I've also talked with friends about how it's nice and ideal to want and have children and families, but in today's world, it's extremely selfish (especially in terms of access to resources).

In the end, I really don't know, but population control is something I have struggled with over the last few years; not that I have plans for a family at this point in my life, but that idea for the future is always nice, and yet ridden with guilt because of the above concerns.

Thanks Phil for continuing the debate, and sorry for the long comment.

sattler said...

I appreciate the long comment. Population should certainly be out of the closet as an issue. I'm pitching for a shared solution, though. This is an issue where Anabaptists could have a major contribution to make.

Tim Chesterton said...

The provision of good health care doesn't necessarily take away the impetus to have more kids. Health care has to be paid for by someone. In Canada we're now told that with the baby boomers at retirement age and the next generation having smaller families, the ratio of taxpayers to health-care consumers is going down to a potentially unsustainable level.

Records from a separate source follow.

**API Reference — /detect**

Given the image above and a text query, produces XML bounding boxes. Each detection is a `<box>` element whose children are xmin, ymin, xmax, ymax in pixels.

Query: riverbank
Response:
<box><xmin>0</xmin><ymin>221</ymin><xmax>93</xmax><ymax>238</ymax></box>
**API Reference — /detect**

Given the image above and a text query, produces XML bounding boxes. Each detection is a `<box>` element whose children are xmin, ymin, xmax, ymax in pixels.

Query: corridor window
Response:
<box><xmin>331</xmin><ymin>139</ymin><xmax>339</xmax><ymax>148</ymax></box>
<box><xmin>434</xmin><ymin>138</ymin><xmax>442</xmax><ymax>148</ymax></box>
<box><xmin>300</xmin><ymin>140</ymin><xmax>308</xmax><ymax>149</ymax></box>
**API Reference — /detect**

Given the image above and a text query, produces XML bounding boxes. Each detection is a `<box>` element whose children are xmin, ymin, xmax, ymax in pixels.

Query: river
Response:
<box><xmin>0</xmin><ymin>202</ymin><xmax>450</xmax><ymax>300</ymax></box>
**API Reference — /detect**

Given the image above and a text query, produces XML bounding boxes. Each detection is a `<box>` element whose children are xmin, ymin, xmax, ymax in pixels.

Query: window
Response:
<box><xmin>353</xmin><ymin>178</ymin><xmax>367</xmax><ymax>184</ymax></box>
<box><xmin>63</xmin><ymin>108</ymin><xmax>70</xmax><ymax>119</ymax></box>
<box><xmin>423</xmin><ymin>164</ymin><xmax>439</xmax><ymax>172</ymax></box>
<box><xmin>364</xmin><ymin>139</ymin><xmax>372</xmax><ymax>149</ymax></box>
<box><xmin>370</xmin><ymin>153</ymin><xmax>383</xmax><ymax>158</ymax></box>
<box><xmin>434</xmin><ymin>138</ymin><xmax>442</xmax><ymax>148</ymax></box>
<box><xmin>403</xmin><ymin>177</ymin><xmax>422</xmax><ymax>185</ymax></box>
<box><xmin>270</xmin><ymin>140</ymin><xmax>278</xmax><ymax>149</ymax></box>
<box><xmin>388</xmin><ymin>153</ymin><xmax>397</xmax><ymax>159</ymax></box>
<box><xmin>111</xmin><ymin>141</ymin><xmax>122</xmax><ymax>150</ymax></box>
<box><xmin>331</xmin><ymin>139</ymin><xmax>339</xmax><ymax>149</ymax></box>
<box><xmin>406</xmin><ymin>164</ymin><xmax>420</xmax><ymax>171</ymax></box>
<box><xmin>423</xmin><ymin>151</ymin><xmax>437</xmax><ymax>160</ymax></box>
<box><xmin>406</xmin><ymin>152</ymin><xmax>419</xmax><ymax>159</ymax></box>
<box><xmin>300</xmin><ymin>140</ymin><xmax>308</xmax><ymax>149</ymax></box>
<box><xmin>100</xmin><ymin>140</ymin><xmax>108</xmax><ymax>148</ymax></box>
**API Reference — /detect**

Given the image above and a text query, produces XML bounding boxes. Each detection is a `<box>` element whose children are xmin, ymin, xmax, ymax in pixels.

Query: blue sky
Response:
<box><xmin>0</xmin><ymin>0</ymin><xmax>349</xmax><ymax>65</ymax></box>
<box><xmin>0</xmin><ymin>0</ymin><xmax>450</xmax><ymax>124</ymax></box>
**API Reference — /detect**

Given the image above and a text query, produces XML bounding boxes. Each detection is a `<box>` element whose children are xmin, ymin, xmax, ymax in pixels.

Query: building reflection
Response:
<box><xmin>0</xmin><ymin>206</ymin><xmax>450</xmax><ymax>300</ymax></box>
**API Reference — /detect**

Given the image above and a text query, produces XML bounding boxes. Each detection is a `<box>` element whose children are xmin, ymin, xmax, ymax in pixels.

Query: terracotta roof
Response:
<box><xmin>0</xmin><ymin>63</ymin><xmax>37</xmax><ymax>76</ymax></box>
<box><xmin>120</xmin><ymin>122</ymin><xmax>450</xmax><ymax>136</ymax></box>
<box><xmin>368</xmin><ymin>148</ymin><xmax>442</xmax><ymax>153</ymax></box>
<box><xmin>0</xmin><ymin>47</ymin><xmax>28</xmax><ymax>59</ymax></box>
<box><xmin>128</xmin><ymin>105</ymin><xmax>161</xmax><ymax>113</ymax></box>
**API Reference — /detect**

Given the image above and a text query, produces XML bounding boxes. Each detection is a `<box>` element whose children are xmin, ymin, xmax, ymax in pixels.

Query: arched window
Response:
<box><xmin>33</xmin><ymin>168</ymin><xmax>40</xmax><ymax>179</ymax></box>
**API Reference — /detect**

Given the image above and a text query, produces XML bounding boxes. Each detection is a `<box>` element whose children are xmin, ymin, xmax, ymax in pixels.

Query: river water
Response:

I have four adult taxpaying kids so I've done my bit. Do I get a tax break?!

sattler said...

Back in the UK we're looking at a steep population increase, partly driven by migration. I'm very cautious about the politics of this because the figures are feeding into racism and xenophobia. There are still a few places in the UK where a few more people would be handy. I seem to remember them advertising for incomers in Shetland a while back.